The World Bank first offered the loan in 1999 but disagreements over bank rules delayed the project. Russia objected to World Bank rules requiring monitoring of patients receiving medication, the bank said.
After talks, President Vladimir Putin signed off on the loan, which will take effect this year, the World Bank said.
``Russia has one of the fastest-growing AIDS epidemics in the world'' and a ``fearsome'' problem with tuberculosis, particularly drug-resistant strains, said Olesoji Adeyi, a World Bank health specialist.

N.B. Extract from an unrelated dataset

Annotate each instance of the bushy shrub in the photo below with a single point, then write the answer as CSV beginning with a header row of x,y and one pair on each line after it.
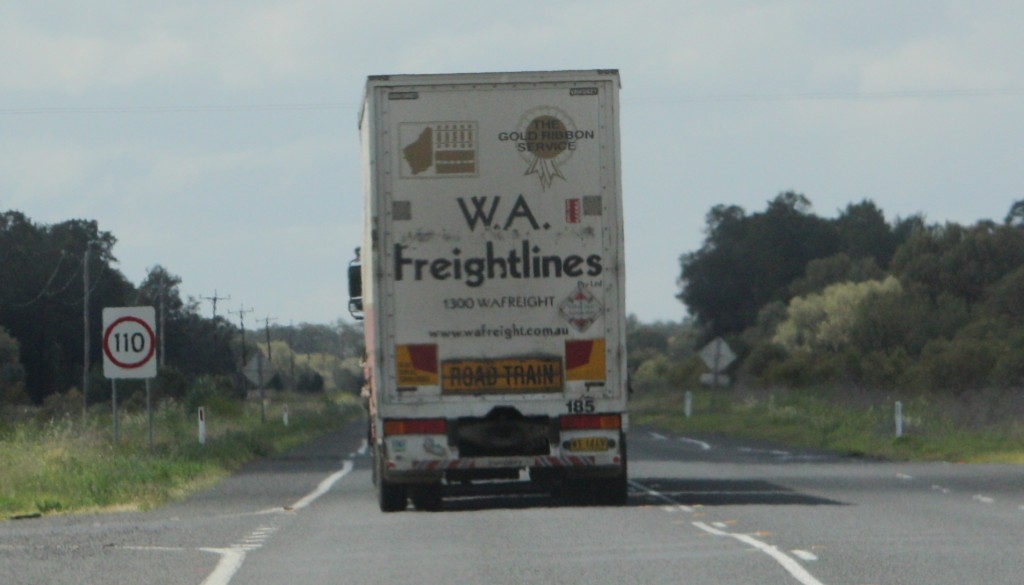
x,y
216,393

``It's a potential dual epidemic,'' he said, adding that people with immune systems weakened by the AIDS virus are especially vulnerable to contracting TB, which he called an ``opportunistic disease.''
AIDS came relatively late to Russia but spread rapidly, primarily from intravenous drug abuse and a lack of prevention programs. Officials have registered more than 230,000 cases of HIV - the virus that causes AIDS - though health experts say the actual number of HIV infections tops 1 million.
Tuberculosis, meanwhile, has emerged as a serious problem in Russia's overcrowded prisons.